Chunking¶

When parallelizing operations over distributed arrays, sometimes you’ll want more fine-grained control than just which axis to operate over. We expose a chunk method for this use case, which is actually the same operation we use under the hood for distributed transposes.

To chunk an array, just call chunk and specify the desidred size of each chunk along each axis of the arrays in the values. For example, starting with a simple array

>>> a = ones((5, 20, 10), sc)
>>> a.shape
(5, 20, 10)

We can chunk into subarrays of shape (5,5).

>>> c = a.chunk((5, 5))

The “shape” is still the same

>>> c.shape
(5, 20, 10)

But if we look at the first record of the underlying RDD and compare to the original, we see that the shapes are different

>>> a.tordd().values().first().shape
(20, 10)

>>> c.tordd().values().first().shape
(5, 5)

While narray is chunked you can perform map operations which operate in parallel over the chunks (including operations that change shape)

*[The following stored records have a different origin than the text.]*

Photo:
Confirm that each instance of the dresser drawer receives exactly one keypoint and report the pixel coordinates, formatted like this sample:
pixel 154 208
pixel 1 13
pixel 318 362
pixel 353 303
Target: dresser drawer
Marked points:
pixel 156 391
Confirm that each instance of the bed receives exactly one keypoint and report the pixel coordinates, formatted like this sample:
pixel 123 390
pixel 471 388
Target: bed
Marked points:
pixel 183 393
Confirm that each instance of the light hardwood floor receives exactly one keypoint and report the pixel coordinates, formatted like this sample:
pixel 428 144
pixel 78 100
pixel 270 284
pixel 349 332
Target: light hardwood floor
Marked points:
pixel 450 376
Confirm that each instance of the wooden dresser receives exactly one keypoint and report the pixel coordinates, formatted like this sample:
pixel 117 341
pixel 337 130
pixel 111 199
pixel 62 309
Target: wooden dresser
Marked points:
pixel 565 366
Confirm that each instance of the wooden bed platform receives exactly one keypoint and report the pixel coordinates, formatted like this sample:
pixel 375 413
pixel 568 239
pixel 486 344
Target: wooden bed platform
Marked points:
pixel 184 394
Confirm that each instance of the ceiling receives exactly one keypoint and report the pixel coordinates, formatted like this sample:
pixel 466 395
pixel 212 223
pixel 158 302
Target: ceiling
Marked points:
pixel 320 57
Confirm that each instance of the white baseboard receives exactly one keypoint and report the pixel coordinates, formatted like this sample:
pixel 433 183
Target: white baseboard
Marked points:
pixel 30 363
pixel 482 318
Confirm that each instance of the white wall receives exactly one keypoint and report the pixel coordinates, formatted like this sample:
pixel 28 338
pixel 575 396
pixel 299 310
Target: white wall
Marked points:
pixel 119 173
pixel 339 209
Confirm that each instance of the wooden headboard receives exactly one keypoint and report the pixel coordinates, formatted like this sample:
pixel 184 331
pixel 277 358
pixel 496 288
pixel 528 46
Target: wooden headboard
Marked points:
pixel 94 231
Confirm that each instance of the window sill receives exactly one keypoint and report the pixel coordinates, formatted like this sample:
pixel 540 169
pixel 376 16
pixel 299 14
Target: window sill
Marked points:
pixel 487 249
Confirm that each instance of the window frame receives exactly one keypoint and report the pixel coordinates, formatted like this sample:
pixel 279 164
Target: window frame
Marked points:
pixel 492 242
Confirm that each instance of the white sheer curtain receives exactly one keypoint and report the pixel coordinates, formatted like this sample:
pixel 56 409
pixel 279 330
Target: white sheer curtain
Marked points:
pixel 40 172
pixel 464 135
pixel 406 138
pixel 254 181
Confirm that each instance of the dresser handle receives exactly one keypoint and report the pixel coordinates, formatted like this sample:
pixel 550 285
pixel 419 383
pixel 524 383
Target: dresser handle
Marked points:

>>> c.map(lambda x: x * 2)
>>> c.map(lambda x: x.sum(axis=0))

And you can restore the original with unchunk

>>> c.map(lambda x: x * 2).unchunk().toarray().shape
(5, 20, 10)
>>> c.map(lambda x: x.sum(axis=0)).unchunk().toarray().shape
(5, 20, 2)

Chunking is especially useful when elements defined by even individual axes or pairs of axes are very large (such as long time series or large images) and you want to operate in parallel over portions (like windows or tiles) and then continue with other array operations.